Lastly, we secured our application against SQL injection. Rails has been vulnerable to SQL injections owing to the mass assignment parameters in 3.2.x Versions, and there were serious security concerns related to it. Rails 4 sanitizes the parameters out of the box by using the standard blacklisting and whitelisting technique. Only the whitelisted parameters are allowed to pass to the controller. However, the nature of injection attacks is such that people can still insert malicious SQL statements inside params and allow them to be passed inside the query string.

Wikipedia defines SQL injection as follows:

SQL injection is a code injection technique used to attack data-driven applications, in which malicious SQL statements are inserted into an entry field for execution.

In Rails, a lot of times parameters are directly passed from a query string to the active record query interface using the params[:title] format. This makes the SQL statement vulnerable as someone can pass a string with an SQL statement, such as OR or AND, and execute SQL inside it.

We rephrased this query to a different format. We will first pass the SQL statement into a variable.
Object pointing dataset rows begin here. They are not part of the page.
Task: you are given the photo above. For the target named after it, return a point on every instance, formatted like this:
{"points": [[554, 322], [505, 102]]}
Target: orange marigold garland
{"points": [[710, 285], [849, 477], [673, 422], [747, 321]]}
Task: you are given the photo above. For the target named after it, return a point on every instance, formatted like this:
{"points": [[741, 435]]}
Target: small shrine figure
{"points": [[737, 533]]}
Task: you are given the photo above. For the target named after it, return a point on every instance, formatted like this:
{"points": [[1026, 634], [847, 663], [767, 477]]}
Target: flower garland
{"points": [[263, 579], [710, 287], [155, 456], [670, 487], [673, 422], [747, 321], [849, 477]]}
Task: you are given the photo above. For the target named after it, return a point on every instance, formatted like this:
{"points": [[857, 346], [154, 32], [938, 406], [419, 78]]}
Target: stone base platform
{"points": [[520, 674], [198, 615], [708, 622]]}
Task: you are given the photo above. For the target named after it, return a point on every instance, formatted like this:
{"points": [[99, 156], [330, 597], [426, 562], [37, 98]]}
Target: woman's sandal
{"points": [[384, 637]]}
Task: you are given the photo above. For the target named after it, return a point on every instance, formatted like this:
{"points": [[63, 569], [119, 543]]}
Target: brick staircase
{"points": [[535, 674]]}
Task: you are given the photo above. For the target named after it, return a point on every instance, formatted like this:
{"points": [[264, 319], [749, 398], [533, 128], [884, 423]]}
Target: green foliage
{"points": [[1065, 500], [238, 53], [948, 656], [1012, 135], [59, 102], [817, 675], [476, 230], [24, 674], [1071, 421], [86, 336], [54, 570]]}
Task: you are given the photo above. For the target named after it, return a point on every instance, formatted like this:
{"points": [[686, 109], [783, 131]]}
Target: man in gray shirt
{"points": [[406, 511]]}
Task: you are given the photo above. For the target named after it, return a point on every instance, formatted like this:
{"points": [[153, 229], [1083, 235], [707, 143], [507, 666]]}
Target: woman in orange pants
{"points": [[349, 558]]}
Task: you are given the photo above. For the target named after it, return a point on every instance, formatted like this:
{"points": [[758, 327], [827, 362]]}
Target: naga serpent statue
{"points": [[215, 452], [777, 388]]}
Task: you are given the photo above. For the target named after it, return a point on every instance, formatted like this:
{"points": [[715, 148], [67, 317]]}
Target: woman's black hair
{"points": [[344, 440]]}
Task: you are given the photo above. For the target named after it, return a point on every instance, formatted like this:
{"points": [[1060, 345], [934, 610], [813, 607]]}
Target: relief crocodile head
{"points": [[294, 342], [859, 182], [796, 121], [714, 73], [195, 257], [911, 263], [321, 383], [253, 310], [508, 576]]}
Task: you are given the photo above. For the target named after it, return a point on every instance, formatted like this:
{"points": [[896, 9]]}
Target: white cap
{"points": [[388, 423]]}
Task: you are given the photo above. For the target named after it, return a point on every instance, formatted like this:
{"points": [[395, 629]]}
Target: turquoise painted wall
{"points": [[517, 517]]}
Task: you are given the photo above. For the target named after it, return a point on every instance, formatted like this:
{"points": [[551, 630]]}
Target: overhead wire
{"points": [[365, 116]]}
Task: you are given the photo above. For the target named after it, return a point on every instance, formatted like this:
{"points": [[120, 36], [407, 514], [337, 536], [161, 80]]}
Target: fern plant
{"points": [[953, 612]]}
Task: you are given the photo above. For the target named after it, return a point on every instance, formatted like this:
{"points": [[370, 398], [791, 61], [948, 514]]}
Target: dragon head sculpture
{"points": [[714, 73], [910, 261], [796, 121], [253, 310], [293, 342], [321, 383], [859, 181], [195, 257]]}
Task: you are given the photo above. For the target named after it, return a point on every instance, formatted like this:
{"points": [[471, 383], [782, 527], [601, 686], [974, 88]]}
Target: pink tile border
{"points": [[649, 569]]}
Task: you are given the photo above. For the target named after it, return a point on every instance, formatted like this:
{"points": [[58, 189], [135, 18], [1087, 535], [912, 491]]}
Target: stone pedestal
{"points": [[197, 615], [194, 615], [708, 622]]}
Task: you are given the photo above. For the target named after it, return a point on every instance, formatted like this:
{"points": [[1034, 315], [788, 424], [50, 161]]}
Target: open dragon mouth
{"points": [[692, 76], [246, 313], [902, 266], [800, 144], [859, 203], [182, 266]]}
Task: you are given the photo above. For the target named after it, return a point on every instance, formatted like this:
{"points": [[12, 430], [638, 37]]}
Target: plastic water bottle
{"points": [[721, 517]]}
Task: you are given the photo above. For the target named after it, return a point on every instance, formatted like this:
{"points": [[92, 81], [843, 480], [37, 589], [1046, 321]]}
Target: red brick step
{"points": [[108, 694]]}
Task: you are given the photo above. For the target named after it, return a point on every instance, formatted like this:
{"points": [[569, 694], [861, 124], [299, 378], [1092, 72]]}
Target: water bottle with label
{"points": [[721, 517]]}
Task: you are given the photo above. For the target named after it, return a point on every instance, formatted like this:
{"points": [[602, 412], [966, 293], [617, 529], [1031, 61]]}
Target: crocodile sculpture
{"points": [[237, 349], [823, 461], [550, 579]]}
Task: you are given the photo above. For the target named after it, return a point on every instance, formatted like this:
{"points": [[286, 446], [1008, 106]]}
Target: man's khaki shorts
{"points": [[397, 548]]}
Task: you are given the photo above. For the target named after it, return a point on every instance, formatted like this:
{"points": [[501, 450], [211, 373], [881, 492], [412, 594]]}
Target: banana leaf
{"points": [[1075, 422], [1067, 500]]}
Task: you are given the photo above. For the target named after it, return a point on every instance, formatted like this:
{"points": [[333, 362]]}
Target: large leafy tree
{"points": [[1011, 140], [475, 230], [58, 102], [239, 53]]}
Then, instead of directly passing the query string, we will sanitize the variable and pass it to a query as follows:

Note.where("title=?", title)

Another way is to pass the variable through the sanitize_sql() method before passing it to the query.

Also, in a real-world application, it is highly advisable to use an SSL certificate in order to provide secure access to your server, especially for transactions that involve passing your application's application_id and application_secret.

Mission accomplished

We have successfully created an API only application with an OAuth2 provider. We also looked at various security aspects in this project.
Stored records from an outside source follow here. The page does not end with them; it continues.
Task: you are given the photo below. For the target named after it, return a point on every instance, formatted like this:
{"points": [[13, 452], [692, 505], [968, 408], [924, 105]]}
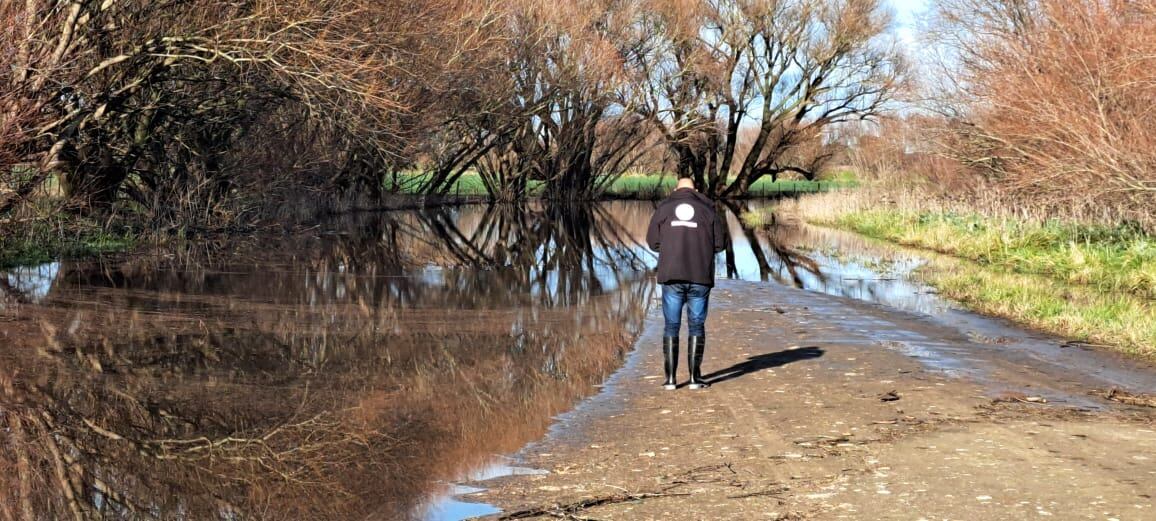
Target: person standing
{"points": [[687, 233]]}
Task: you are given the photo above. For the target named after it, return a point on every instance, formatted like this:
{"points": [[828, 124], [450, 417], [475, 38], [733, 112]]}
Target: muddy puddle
{"points": [[377, 366]]}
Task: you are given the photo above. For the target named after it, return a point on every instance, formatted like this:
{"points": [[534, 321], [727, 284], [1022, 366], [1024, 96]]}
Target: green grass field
{"points": [[1089, 282]]}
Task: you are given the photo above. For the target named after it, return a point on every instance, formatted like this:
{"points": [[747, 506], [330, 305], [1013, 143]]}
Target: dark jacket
{"points": [[686, 233]]}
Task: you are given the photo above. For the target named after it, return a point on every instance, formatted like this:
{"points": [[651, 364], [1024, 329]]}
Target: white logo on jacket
{"points": [[686, 213]]}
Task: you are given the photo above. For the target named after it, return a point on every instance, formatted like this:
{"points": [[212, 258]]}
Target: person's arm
{"points": [[654, 231], [719, 232]]}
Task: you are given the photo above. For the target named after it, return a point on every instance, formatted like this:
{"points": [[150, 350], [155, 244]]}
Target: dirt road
{"points": [[827, 408]]}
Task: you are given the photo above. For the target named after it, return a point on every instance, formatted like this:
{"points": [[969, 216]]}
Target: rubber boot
{"points": [[671, 361], [695, 349]]}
Some of the areas we covered in this project are as follows:

·        We used the Rails API gem to create an API only application that does not contain rack middleware modules and frontend modules.
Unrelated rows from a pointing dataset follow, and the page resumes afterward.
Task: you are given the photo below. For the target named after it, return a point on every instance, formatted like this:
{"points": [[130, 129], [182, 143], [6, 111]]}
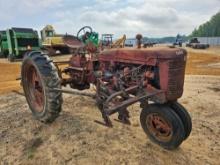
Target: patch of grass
{"points": [[215, 89], [31, 146]]}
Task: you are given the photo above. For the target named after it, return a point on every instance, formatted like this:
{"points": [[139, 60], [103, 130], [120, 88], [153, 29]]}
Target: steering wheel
{"points": [[84, 32]]}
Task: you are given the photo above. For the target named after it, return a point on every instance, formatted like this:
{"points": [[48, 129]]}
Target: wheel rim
{"points": [[159, 127], [34, 88]]}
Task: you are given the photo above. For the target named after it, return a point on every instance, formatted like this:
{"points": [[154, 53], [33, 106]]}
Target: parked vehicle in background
{"points": [[178, 41], [195, 44], [15, 42]]}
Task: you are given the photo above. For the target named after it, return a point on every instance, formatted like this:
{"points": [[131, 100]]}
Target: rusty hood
{"points": [[142, 56]]}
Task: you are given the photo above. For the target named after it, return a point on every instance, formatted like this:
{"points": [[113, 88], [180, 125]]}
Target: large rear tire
{"points": [[162, 125], [39, 76]]}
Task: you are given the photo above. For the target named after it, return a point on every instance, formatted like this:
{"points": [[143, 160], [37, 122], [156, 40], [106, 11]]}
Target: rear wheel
{"points": [[162, 125], [39, 76]]}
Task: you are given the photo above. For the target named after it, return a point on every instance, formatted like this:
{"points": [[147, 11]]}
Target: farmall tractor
{"points": [[154, 77]]}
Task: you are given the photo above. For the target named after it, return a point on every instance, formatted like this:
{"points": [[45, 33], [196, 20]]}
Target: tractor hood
{"points": [[142, 56]]}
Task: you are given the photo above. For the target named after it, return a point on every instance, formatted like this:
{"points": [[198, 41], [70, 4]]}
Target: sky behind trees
{"points": [[152, 18]]}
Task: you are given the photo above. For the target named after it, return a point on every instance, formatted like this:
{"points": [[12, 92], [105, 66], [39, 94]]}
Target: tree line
{"points": [[209, 29]]}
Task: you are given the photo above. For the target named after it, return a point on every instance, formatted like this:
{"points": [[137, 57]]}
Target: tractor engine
{"points": [[150, 69]]}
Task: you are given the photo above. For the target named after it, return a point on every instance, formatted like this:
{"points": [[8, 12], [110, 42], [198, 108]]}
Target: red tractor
{"points": [[154, 77]]}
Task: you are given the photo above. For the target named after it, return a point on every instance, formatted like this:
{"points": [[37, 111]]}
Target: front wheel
{"points": [[39, 77], [162, 125]]}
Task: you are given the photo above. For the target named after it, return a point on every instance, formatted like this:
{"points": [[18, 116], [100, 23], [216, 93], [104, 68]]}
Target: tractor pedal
{"points": [[104, 124], [127, 121]]}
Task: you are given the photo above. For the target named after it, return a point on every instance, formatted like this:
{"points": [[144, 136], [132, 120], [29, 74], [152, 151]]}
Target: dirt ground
{"points": [[74, 138]]}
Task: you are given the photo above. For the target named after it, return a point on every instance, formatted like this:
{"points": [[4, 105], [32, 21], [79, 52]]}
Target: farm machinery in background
{"points": [[195, 44], [15, 42], [52, 42], [122, 77], [107, 41], [179, 41]]}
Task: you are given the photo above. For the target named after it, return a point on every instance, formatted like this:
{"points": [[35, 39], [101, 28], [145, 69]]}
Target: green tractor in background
{"points": [[15, 42], [3, 45]]}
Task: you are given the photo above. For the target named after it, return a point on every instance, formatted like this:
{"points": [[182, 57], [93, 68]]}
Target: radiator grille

·        We adapted some of the methods to Rails 4, for example, strong parameters.

·        We used a JSON serializer to create clean JSON APIs that are interactive. We can read, write, and update the data using JSON.

·        We also looked at how associations work in the serializer and how it is different from the regular models.

·        We also saw how to read and post to the API using a REST client.

·        Once we had a fully functional API in place, we used the doorkeeper gem in order to protect these API methods.

·        We saw how doorkeeper in conjunction with devise turned the application into a full-fledged OAuth2 provider, thus providing it with an authentication as well as a conditional authorization framework.

·        We created our own application using the newly created OAuth framework.

·        We also worked on how to secure our application from different types of attacks.

Hotshot challenges

We have our API in place and a lot of functionalities to play around with. However, we would still like to take things to the next level with the following exercises:

·        Allow and delete notes in the API and delete a note using the REST client.

·        A different mime type to the API post method. By this I mean that you should allow a user to post an image using the post method in our API.

·        Make sure that this method works only with Ajax requests using doorkeeper.

·        Create a client application using HTTParty to read the notes of a user.

·        Log in and authorize using the devise token authentication and the OAuth2 provider.